Slapende dienstverbanden mag het nu wel of niet?
Waarom worden dienstverbanden slapend gehouden?
Met de invoering van de WWZ (Wet werk en zekerheid) per 1 juli 2015 kunnen werknemers in veel gevallen aanspraak maken op een transitievergoeding na de beëindiging van hun arbeidsovereenkomst.

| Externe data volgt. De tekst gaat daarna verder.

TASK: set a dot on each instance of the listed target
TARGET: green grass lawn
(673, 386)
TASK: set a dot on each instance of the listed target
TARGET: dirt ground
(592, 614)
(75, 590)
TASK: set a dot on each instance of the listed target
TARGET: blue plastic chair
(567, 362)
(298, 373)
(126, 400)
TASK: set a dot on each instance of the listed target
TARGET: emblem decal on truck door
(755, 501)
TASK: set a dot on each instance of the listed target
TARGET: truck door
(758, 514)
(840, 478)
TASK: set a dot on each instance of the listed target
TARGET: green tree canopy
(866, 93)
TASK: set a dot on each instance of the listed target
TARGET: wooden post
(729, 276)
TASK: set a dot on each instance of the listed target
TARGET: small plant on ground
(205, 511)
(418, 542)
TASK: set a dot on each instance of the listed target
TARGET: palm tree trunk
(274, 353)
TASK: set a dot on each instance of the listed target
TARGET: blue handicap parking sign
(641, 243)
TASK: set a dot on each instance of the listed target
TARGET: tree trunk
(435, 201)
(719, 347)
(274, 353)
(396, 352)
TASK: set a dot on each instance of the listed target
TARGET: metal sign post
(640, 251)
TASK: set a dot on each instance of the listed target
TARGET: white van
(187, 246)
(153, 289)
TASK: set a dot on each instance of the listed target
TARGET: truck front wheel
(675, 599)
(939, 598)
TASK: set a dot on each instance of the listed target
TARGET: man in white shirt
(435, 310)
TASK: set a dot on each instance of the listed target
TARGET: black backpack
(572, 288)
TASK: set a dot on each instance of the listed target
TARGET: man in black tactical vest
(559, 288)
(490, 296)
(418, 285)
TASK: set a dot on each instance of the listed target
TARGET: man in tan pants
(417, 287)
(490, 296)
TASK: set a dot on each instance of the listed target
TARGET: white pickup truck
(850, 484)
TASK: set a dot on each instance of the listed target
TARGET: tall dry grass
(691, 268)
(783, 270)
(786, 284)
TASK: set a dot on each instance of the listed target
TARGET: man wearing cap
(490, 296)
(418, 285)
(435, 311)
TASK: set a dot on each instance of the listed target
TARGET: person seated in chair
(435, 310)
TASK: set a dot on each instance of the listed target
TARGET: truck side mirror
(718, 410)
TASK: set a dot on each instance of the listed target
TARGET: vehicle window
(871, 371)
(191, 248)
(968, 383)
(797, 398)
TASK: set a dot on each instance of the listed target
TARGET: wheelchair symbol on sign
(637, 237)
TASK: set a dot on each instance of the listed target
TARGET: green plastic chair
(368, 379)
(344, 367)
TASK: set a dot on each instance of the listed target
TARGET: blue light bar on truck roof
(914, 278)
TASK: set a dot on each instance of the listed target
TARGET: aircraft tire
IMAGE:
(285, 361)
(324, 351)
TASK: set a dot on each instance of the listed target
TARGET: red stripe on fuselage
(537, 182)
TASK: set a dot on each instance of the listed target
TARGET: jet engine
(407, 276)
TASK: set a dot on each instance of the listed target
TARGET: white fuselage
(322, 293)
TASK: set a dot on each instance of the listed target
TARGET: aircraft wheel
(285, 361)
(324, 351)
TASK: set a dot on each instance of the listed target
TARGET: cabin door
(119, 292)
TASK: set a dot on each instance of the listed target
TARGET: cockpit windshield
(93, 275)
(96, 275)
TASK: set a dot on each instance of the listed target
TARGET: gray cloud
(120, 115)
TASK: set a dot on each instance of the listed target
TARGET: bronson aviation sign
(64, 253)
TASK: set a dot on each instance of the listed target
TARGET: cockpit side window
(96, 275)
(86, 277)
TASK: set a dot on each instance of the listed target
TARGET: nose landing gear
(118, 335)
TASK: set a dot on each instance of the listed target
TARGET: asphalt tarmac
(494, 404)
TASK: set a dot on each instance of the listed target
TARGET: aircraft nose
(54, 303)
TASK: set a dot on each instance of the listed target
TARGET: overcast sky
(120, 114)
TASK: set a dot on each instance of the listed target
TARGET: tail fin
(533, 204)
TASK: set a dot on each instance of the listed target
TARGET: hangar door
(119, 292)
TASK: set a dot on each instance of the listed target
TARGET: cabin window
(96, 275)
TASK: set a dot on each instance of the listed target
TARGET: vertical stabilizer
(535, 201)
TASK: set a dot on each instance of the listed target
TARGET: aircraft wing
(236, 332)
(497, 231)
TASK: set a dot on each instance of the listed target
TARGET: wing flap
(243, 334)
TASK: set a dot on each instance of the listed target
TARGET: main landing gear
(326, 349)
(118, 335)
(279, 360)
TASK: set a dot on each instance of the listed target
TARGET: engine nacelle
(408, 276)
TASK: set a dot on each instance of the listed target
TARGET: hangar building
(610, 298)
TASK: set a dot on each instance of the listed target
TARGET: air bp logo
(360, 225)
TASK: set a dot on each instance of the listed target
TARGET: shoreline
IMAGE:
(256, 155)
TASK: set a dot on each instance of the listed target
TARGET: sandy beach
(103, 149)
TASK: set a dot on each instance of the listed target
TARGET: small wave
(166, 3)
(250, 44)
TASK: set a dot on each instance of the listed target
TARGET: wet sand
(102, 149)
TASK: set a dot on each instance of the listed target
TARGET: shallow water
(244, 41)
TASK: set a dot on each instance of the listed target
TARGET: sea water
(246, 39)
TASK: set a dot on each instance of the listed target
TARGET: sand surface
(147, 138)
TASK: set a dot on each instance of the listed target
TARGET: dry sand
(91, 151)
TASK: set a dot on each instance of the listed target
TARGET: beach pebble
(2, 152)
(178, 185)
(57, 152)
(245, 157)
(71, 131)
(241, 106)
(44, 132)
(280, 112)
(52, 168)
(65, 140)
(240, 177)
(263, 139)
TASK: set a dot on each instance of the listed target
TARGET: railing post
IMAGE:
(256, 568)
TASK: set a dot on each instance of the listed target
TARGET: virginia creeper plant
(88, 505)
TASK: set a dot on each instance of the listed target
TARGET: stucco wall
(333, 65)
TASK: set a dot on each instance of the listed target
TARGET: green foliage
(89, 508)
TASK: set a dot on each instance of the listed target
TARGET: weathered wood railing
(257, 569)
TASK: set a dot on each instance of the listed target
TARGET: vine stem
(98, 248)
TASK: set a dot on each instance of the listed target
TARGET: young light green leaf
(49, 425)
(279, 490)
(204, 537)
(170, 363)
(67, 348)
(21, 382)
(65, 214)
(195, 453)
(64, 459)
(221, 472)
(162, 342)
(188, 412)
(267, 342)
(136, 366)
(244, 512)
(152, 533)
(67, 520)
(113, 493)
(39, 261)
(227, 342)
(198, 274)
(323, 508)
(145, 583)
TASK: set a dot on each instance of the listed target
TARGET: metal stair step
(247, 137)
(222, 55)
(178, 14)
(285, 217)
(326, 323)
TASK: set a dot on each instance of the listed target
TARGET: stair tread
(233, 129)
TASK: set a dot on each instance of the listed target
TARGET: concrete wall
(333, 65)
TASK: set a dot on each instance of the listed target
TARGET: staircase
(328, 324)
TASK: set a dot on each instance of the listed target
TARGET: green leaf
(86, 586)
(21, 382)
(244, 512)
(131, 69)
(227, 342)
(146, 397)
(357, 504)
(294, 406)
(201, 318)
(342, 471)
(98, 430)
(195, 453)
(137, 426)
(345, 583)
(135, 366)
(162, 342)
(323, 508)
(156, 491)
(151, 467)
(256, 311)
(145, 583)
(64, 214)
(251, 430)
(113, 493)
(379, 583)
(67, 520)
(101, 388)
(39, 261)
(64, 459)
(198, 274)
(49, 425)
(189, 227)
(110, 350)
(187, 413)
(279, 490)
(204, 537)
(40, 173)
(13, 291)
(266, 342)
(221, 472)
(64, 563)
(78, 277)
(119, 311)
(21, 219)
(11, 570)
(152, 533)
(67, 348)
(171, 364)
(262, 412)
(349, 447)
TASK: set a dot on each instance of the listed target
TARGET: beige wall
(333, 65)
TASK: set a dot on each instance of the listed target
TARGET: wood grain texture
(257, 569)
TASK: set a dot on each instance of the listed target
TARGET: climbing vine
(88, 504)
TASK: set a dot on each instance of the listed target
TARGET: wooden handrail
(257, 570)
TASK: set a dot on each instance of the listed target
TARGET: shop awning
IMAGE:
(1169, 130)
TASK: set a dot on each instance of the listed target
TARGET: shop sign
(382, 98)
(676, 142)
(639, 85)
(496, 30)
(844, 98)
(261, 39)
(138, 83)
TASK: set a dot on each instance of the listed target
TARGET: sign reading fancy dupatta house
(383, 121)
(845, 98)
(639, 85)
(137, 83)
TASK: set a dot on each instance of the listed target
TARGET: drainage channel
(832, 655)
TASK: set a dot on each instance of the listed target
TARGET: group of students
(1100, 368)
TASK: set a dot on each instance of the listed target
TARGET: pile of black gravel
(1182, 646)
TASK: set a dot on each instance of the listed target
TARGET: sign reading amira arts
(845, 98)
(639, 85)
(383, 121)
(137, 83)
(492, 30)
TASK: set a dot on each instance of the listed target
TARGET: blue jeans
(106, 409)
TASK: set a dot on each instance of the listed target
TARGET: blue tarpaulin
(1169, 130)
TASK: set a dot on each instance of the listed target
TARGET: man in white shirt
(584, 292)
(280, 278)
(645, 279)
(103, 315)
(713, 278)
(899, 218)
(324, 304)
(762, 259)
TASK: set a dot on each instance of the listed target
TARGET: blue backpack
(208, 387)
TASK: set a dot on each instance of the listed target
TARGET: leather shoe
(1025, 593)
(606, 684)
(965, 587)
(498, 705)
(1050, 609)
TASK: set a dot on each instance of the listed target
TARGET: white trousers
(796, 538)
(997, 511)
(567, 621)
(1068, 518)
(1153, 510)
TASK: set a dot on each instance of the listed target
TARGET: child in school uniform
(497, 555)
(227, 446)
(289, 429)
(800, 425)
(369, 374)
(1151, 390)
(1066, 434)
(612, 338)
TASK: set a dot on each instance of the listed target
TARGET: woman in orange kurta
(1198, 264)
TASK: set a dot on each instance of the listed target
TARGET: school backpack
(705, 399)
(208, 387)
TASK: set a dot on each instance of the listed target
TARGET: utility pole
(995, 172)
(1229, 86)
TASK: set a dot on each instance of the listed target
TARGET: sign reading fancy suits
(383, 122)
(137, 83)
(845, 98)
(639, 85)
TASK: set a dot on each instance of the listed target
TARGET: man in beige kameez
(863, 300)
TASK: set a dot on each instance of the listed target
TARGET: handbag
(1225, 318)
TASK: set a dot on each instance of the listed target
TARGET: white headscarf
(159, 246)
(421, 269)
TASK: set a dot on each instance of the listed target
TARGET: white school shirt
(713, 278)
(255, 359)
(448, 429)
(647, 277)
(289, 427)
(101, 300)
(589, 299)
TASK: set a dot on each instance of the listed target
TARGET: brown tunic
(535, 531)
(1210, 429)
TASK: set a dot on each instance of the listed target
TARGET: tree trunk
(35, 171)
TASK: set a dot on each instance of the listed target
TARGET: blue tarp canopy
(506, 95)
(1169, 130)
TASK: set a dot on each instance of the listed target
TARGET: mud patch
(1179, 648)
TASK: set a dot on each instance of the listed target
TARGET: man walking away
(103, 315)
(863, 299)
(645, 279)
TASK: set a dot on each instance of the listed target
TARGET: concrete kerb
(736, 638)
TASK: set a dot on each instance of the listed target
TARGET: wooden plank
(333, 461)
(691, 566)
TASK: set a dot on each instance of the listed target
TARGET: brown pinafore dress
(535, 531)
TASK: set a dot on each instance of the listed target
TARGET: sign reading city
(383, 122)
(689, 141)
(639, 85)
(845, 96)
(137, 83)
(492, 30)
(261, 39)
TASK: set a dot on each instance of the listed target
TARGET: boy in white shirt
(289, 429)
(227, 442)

Dit geldt ook voor een zieke werknemer als zijn arbeidsovereenkomst na twee jaar ziekte wordt beëindigd. Omdat werkgevers in die gevallen al vaak twee jaar het loon door hebben moeten betalen en re-integratiekosten hebben moeten maken, voelen veel werkgevers er weinig voor om daarna ook nog een transitievergoeding te betalen aan hun zieke werknemer. Zij kiezen er dan voor om het dienstverband ’slapende’ te houden. De arbeidsovereenkomst blijft in dat geval wel in stand, maar er is geen loonbetalingsverplichting meer.
Aan het slapend houden van een dienstverband zijn voor een werkgever de nodige risico’s verbonden. Zie daarvoor Wel of geen transitievergoeding betalen na twee jaar ziekte? of Wat te doen na twee jaar ziekte.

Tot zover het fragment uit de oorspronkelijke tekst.